Em que projetos de investigação o TECMEAT participa? Há perspetivas de novos produtos a entrar no mercado? Quando?

Atualmente, o TECMEAT participa em três projetos do PRR (Programa de Recuperação e Resiliência). Está ativamente envolvido na agenda VIIAFOOD, liderada pela Sonae, onde juntamente com outras entidades do sistema científico e uma empresa do setor cárnico temos realizado provas de conceito no desenvolvimento de produtos inovadores em três linhas diferentes.
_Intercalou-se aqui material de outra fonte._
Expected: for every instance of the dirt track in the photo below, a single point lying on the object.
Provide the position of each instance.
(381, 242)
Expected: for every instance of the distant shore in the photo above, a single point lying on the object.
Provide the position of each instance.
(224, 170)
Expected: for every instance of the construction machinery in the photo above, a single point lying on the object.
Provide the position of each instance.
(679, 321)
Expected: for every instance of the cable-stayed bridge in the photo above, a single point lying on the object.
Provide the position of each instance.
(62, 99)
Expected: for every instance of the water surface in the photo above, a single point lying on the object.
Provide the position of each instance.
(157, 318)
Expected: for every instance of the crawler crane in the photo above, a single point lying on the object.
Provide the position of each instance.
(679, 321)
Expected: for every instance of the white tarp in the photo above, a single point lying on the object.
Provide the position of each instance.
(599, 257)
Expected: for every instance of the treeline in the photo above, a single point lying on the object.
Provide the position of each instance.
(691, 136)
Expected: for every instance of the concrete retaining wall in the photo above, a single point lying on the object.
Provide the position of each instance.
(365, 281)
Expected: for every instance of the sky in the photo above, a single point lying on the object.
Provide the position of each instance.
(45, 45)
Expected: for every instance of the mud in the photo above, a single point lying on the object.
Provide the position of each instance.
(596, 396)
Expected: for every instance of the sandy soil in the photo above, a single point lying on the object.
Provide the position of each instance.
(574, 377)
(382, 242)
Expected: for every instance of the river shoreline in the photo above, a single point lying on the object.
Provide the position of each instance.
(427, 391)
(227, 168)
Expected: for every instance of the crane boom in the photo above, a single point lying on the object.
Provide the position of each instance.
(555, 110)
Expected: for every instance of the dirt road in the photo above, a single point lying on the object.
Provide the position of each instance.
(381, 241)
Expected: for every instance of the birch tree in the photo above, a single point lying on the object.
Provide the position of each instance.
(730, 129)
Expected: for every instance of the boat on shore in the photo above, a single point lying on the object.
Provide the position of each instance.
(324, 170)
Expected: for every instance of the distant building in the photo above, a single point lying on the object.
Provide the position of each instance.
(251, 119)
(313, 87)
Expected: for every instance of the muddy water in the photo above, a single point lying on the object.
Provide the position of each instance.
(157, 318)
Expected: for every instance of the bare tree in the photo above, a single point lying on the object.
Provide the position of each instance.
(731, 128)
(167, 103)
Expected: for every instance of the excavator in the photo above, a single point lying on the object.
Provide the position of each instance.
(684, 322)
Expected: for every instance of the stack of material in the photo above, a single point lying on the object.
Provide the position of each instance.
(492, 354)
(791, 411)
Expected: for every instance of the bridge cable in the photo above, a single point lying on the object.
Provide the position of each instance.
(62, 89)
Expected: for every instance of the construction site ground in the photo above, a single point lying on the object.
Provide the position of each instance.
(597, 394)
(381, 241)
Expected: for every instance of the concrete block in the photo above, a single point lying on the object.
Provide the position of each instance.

Para além deste, estamos também envolvidos em dois projetos da Bioeconomia: o projeto RN21 onde procuramos testar o comportamento de biofilmes e a aplicação de colofónia resultante das resinas da nossa indústria florestal em substituição de filmes comerciais de origem fóssil; e o Projeto BE@T no qual procuramos encontrar simbioses indústrias entre os subprodutos do setor do têxtil e vestuário e os subprodutos do setor das carnes. Em todos estes três projetos temos já protótipos de novos produtos com resultados promissores e potencialmente interessante para entrar no mercado. Para além destes projetos em execução, temos ainda algumas candidaturas em avaliação com a Associação de Criadores de Limusine e a Câmara Municipal do Fundão no sentido de virmos a prestar um conjunto de serviços ao nível de formação de rendimento de corte de carcaças de bovino.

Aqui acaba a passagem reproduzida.